SuiWah Chan

Paper Presented at 2011 Chinese Language Association of Michigan (CLAM) Conference at Wayne State University Confucius Institute

The skills for recognizing, understanding and writing of Chinese characters are secondary to speaking. Chinese writing by nature is graphical forms signifying meanings intended and requires pedagogy other than that for teaching an alphabetic language. In this paper we shall present one pedagogy based on etymology research, improving the rate of recall by helping students understand the authentic meaning of the roots of the words instead of hard rote learning.


When it comes to teaching student learn those hundreds of Chinese characters from those textbooks rote is the one method that most teachers used. Rote learning means repeatedly handwrite a character until it stays in your memory. That is memorization by repetitions. It is the traditional way and it is the modern way. It is practiced in schools in China today as well as in other countries for foreign students to learn Chinese writing.

At the CLAM conference last year we argued for more attention given to the teaching of Chinese writing in addition to speaking mandarin or putonghua in Chinese language courses.


In this paper we would like to present an alternative pedagogy that is based on the etymology of the characters. Since the teaching of Chinese characters is the substance of gaining literacy competence it has to be integrated with the teaching of speaking. In fact, writing and speaking should be mutually reinforcing to help students achieve more solid recall and better comprehension of those words learned in conversation mode.

The aim of teaching Chinese writing is well-known: the learner shall be able to recognize both the form and the true meaning of each character in addition to pronunciation, to recall the stroke order in writing each character and to reproduce the character in writing.

In other words, the students shall be able to read and write the characters learned in those language lessons and retain this writing knowledge in their long-term memory.

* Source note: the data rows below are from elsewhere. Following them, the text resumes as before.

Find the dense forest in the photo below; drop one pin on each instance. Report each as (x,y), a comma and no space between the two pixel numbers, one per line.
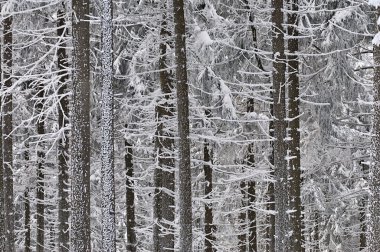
(198,125)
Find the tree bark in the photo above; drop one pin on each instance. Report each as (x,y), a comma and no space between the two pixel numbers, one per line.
(27,245)
(279,113)
(164,204)
(184,189)
(63,142)
(80,180)
(130,198)
(40,125)
(374,208)
(295,180)
(7,136)
(107,147)
(251,191)
(209,220)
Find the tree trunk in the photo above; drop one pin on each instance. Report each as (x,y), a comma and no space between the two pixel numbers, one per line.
(130,198)
(27,228)
(295,218)
(374,208)
(40,171)
(363,213)
(209,225)
(164,204)
(63,142)
(252,231)
(184,189)
(80,180)
(271,218)
(279,113)
(107,147)
(7,137)
(242,237)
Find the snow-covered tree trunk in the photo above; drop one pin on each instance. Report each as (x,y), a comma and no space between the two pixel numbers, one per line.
(80,120)
(63,143)
(184,189)
(107,147)
(27,226)
(164,205)
(40,125)
(7,135)
(279,113)
(251,191)
(130,199)
(295,180)
(374,208)
(209,218)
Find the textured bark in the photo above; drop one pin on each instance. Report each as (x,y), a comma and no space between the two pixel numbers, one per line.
(80,179)
(271,218)
(40,125)
(295,180)
(130,197)
(107,146)
(7,137)
(184,189)
(209,220)
(242,237)
(279,113)
(27,227)
(164,205)
(251,191)
(363,213)
(374,208)
(63,142)
(2,233)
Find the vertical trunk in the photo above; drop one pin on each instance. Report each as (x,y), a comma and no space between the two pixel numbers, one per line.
(63,142)
(362,210)
(130,198)
(164,174)
(295,220)
(40,172)
(374,208)
(2,220)
(185,197)
(280,164)
(7,137)
(80,180)
(27,247)
(107,153)
(209,225)
(252,232)
(242,237)
(315,237)
(271,219)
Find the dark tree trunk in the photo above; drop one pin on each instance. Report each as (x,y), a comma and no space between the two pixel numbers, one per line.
(207,169)
(184,189)
(164,204)
(40,171)
(295,220)
(271,219)
(251,191)
(27,227)
(81,151)
(7,137)
(279,113)
(63,142)
(130,198)
(242,237)
(374,182)
(363,213)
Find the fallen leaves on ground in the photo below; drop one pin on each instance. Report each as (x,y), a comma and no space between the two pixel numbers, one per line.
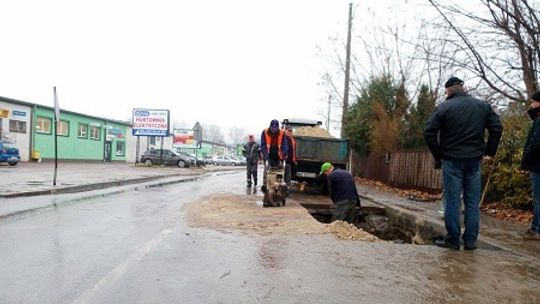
(493,209)
(412,194)
(514,215)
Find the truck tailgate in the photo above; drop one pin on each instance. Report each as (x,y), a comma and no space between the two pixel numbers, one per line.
(321,149)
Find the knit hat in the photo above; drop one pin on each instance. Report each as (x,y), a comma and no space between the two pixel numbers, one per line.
(536,96)
(325,167)
(453,81)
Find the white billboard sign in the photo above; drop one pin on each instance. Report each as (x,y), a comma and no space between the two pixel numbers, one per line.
(148,122)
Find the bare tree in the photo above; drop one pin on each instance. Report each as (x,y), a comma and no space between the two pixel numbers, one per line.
(237,135)
(498,43)
(212,133)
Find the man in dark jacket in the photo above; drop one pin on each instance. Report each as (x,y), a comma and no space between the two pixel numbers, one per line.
(291,155)
(455,134)
(252,153)
(343,193)
(531,162)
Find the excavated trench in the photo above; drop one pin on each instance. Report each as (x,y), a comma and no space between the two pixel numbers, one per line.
(373,220)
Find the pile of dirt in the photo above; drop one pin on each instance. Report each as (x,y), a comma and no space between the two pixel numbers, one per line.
(242,213)
(314,131)
(345,231)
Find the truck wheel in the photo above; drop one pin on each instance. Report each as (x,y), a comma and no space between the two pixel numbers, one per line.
(324,188)
(181,164)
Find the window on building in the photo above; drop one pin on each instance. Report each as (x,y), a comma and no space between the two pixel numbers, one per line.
(83,131)
(62,128)
(120,148)
(95,132)
(17,126)
(43,125)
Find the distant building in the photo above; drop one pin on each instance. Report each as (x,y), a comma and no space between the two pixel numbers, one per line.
(80,136)
(15,124)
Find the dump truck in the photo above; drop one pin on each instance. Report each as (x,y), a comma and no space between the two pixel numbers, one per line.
(315,146)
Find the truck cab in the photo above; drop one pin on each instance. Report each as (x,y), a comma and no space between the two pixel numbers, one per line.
(315,146)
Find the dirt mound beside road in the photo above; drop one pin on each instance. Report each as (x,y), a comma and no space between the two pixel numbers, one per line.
(242,213)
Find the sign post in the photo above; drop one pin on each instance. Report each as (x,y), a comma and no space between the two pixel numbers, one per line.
(56,122)
(197,134)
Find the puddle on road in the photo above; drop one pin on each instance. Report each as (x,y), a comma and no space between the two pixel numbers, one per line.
(371,219)
(35,183)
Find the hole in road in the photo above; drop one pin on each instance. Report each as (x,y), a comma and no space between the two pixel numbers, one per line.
(371,219)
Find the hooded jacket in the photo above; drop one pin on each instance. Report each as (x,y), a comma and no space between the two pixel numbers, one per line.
(455,130)
(531,152)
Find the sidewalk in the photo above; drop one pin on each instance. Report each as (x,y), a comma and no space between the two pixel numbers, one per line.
(495,234)
(30,179)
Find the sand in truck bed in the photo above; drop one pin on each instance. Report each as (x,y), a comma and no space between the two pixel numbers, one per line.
(242,213)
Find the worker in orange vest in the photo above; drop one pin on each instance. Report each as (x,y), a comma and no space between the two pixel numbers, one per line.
(273,146)
(291,155)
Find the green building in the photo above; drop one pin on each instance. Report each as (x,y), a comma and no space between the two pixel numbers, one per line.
(80,136)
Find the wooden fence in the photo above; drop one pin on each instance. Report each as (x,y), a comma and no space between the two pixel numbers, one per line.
(404,169)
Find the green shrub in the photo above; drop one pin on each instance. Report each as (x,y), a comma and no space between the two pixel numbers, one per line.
(508,185)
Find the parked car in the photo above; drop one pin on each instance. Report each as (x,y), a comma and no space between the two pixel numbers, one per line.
(189,156)
(225,160)
(154,156)
(241,159)
(9,154)
(208,160)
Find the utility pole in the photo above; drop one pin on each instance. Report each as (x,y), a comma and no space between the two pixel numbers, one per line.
(328,117)
(347,73)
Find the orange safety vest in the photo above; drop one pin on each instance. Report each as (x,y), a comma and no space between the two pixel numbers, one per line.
(269,142)
(293,141)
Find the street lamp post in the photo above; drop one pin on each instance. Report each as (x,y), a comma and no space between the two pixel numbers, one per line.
(197,134)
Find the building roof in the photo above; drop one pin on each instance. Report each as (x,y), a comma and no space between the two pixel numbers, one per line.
(30,104)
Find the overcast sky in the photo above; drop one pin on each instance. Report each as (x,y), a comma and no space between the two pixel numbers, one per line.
(230,63)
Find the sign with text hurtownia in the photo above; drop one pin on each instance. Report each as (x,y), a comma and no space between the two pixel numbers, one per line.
(148,122)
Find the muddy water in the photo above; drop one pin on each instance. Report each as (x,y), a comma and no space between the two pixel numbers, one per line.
(328,265)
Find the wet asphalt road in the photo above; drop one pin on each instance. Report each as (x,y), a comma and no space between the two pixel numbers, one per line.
(135,247)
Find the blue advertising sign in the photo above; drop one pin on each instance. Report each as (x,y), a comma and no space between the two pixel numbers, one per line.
(148,122)
(19,113)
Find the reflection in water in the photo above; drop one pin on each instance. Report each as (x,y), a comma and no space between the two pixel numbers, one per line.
(272,253)
(251,191)
(477,277)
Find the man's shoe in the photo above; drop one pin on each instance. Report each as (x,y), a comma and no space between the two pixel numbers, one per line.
(533,237)
(469,247)
(528,233)
(443,242)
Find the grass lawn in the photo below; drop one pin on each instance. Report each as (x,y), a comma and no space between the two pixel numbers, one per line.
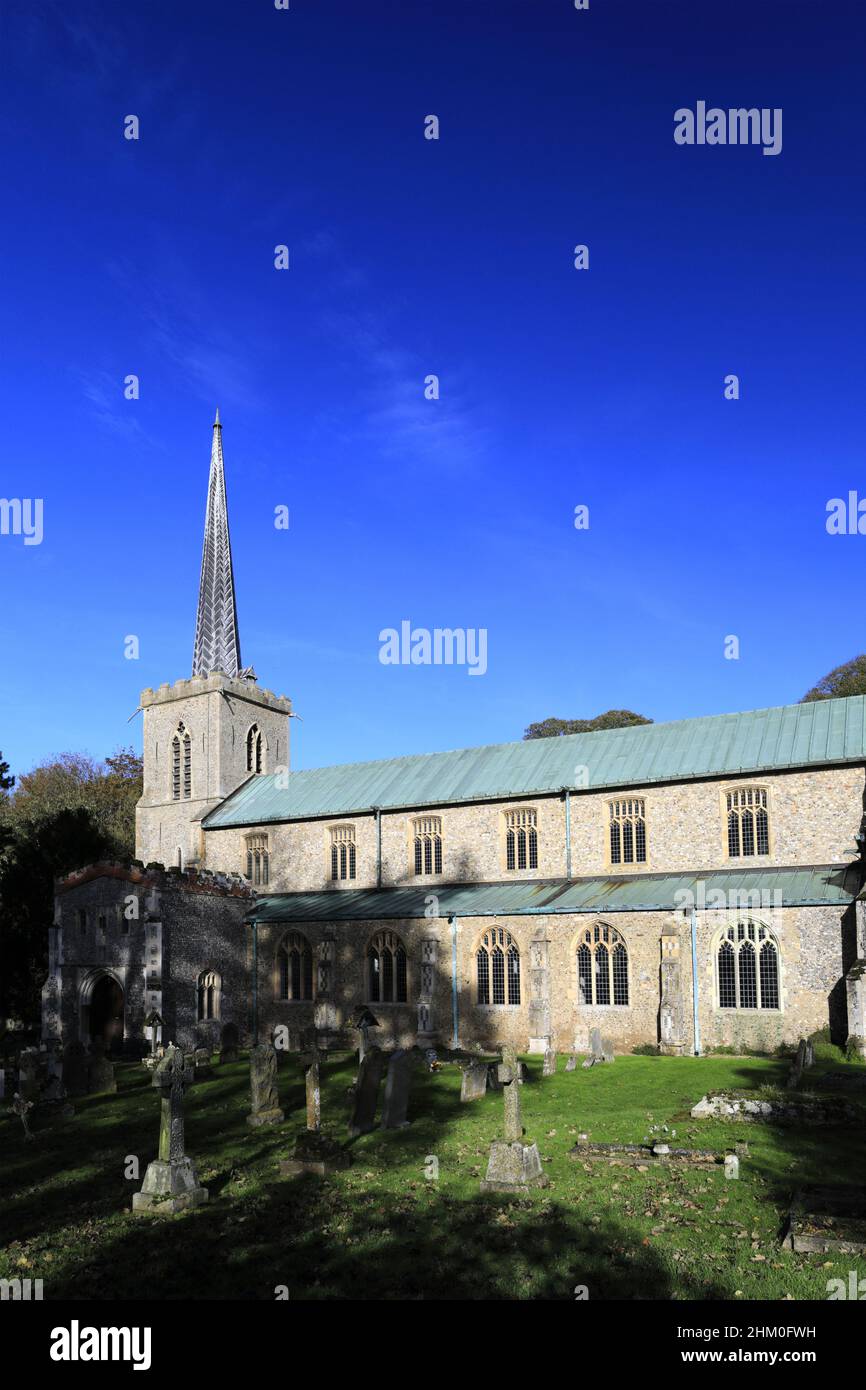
(382,1229)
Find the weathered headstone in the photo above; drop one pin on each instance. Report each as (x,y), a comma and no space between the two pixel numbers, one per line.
(473,1084)
(513,1165)
(100,1070)
(363,1022)
(263,1087)
(395,1102)
(202,1061)
(75,1069)
(20,1108)
(29,1083)
(367,1093)
(601,1048)
(313,1151)
(228,1044)
(171,1183)
(795,1075)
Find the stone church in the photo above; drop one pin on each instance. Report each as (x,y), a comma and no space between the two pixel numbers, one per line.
(681,886)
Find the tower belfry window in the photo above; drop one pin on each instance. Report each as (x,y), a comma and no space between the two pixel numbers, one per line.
(181,765)
(255,749)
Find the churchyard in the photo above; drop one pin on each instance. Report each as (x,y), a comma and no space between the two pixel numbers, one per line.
(409,1218)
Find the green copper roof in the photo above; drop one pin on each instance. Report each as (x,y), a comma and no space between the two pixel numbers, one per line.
(755,890)
(717,745)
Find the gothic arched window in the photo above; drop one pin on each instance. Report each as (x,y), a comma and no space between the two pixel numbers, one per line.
(498,968)
(520,840)
(257,859)
(387,969)
(209,991)
(255,756)
(342,852)
(748,827)
(295,968)
(181,765)
(428,844)
(747,968)
(602,968)
(627,831)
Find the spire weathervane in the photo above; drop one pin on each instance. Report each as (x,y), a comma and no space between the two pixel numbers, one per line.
(217,644)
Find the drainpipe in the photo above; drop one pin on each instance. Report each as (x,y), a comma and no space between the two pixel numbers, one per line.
(255,983)
(453,923)
(695,1020)
(378,845)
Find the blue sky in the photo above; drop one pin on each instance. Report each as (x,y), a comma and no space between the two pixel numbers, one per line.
(407,257)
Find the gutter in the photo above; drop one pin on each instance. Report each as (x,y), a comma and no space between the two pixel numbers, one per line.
(377,812)
(453,923)
(695,1020)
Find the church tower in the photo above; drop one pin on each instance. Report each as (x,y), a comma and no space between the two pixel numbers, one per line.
(206,736)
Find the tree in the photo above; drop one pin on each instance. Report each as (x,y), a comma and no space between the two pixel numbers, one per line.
(610,719)
(6,781)
(840,683)
(63,815)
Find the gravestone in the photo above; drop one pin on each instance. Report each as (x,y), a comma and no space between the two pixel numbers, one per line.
(363,1022)
(601,1048)
(202,1059)
(171,1183)
(75,1069)
(313,1151)
(21,1107)
(474,1082)
(230,1044)
(367,1093)
(29,1084)
(263,1087)
(513,1165)
(398,1082)
(100,1070)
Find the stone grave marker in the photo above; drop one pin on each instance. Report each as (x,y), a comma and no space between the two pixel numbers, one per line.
(100,1070)
(171,1183)
(313,1151)
(202,1059)
(230,1044)
(75,1069)
(367,1093)
(473,1084)
(263,1087)
(513,1165)
(398,1082)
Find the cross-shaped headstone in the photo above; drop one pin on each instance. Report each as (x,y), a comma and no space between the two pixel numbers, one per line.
(171,1076)
(312,1059)
(509,1073)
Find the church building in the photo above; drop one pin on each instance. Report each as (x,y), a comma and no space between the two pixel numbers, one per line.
(683,886)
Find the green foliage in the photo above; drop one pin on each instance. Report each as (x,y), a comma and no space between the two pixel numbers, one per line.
(61,815)
(841,681)
(384,1230)
(610,719)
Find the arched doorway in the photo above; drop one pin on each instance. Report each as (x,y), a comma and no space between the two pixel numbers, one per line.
(107,1012)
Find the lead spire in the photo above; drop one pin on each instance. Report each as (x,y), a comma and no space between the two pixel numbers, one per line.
(217,642)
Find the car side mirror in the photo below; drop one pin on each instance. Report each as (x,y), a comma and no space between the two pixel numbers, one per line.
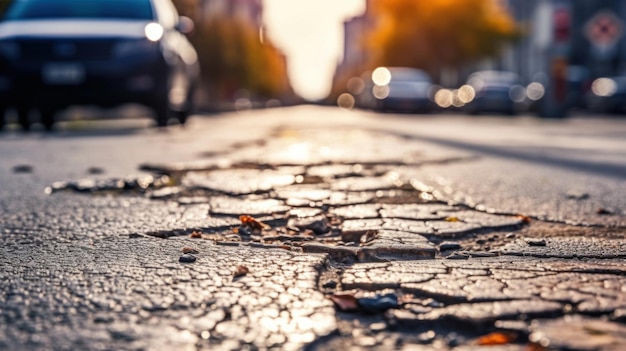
(185,25)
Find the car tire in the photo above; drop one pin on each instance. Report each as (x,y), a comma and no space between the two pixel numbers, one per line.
(161,113)
(186,111)
(2,118)
(47,118)
(23,117)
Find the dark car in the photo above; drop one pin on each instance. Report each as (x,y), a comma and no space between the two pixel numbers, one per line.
(402,89)
(495,91)
(60,53)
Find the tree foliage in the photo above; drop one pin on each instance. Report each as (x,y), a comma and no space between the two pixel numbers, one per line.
(233,57)
(436,34)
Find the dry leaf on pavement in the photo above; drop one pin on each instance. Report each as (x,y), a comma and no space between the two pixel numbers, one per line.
(496,338)
(241,271)
(345,301)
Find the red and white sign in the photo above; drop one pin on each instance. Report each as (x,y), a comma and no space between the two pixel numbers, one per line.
(604,29)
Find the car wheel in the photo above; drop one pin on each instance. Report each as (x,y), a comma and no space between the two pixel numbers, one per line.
(2,120)
(23,117)
(47,118)
(161,113)
(183,114)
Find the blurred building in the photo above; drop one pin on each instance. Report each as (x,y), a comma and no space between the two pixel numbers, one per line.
(588,35)
(249,11)
(355,58)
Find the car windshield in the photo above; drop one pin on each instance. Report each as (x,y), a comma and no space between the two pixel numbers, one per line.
(78,9)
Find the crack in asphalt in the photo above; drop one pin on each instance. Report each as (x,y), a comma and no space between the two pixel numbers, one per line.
(369,248)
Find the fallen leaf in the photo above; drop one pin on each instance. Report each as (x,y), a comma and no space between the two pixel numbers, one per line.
(241,271)
(496,338)
(535,347)
(524,218)
(603,211)
(252,222)
(345,301)
(379,302)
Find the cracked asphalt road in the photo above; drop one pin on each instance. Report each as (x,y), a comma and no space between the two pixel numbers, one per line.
(96,245)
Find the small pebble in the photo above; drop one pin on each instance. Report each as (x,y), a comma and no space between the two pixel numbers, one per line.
(603,211)
(23,169)
(448,246)
(378,327)
(187,258)
(190,250)
(536,242)
(331,284)
(457,256)
(95,170)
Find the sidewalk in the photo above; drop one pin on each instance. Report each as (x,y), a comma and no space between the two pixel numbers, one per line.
(339,246)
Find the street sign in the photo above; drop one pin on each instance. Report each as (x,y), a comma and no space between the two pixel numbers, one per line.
(604,29)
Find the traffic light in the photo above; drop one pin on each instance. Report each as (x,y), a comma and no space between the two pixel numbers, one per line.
(562,25)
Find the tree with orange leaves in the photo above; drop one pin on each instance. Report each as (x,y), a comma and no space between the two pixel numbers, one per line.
(438,34)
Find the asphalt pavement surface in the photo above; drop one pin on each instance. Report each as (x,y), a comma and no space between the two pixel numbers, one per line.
(315,228)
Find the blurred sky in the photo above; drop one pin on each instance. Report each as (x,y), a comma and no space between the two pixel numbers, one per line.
(310,33)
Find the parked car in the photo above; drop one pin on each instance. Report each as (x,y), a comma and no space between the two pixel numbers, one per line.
(402,89)
(495,91)
(60,53)
(607,95)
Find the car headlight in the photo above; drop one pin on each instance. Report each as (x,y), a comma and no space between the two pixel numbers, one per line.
(154,31)
(9,49)
(133,47)
(604,87)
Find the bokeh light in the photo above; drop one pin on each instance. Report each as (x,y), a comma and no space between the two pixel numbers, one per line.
(444,98)
(380,92)
(604,87)
(535,91)
(381,76)
(356,85)
(153,31)
(466,94)
(346,101)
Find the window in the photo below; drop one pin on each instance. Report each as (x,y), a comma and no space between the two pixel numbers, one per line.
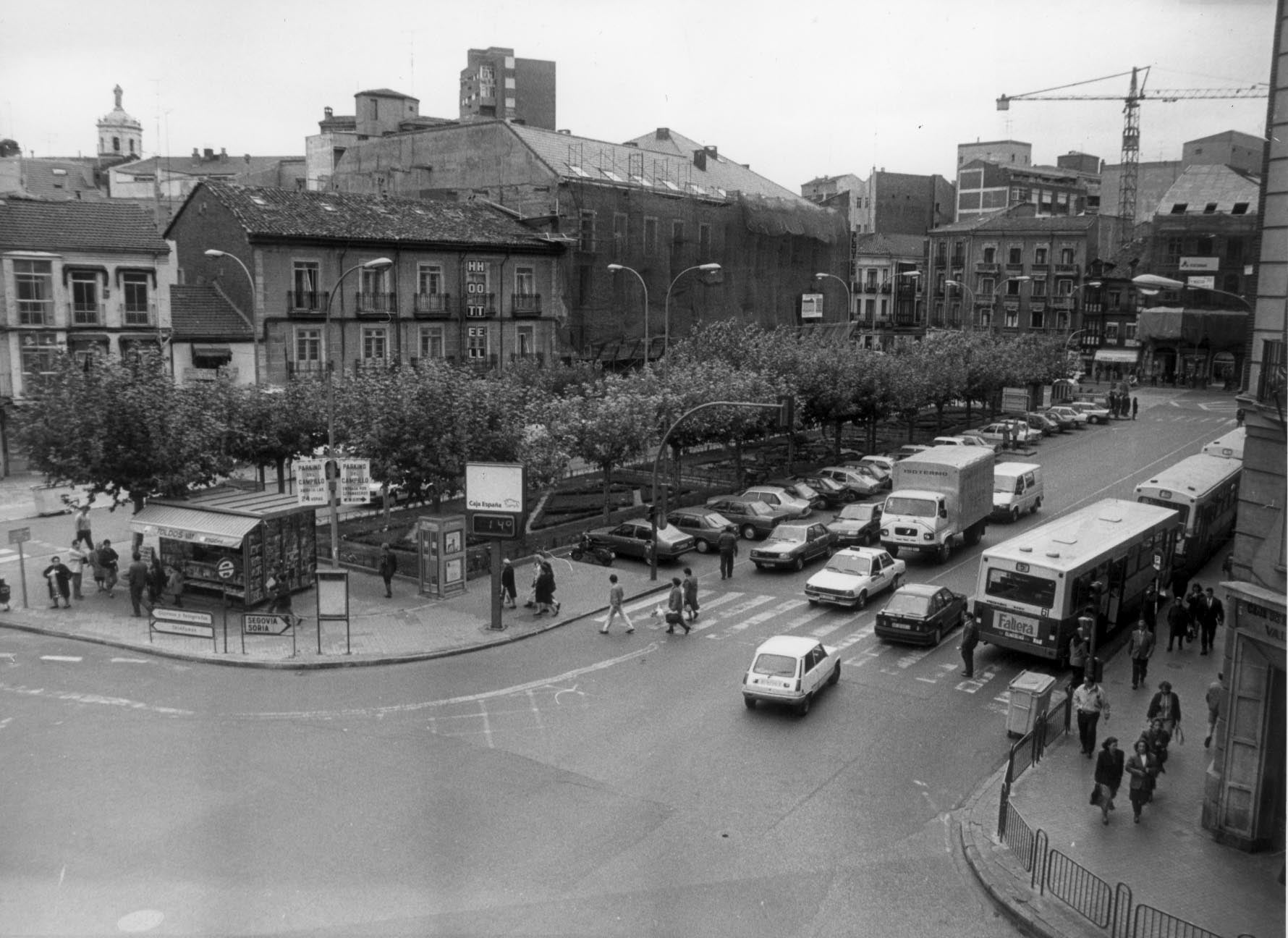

The students shall be able to recognize those characters in Chinese newspapers or story books or any literary articles and be able to remember how to write out those characters learned in the regular language class.
Our etymology pedagogy is characterized by the following principles:

  • The students will receive instructions on how each character is analyzed by the elementary characters called the graphemes.
  • They will be taught all the basic production rules for structuring these graphemes into the composite character.
  • They will learn the original roots of the graphemes and the relevance to the composite character based on authentic research findings on the origins of these characters. Most likely the original characters are rooted in either the earliest oracle script or the bronze script and are not given in arbitrary mnemonics.


  • The students will learn the true meaning of each character and the reason why and how it was written. Instead of hard rote memorization, they now have meaningful reason for recalling these characters directly from the genuine origins of the characters.
  • Since each character is composed of one or more elementary characters picked from a fixed set of graphemes there is very significant multiplier effect that can accelerate learning as the learning progresses.
  • Each character is found from our research to have no more than 7 component graphemes the skill the student learn in analyzing each new character into their parts will enhance their recall in accordance to memory science.(Miller’s magic number) In analogy, for example, we all find it so much easier to remember a ten digit phone number by breaking it down to three chunks.
  • It is only right to teach Chinese writing as a graphics art since the very nature of Chinese writing is graphics art. It appears to students’ sense of visual aesthetics and let them have fun learning those characters.
  • As a bonus students shall learn more about traditional cultural values from etymology by understanding more about how the early Chinese people understanding their life and world.

  • Evidently to learn two to three thousand items of anything is a huge chore. Chinese characters are no exception. The search for a better way to teach and learn a couple thousand characters can only help both the teachers and the students in their pursuit of Chinese literacy. Although using roots to teach a language is not new, our approach is another attempt to push that envelop further. Hopefully, this method using roots shall supplement and enhance students’ performance in reading and writing Chinese in the future.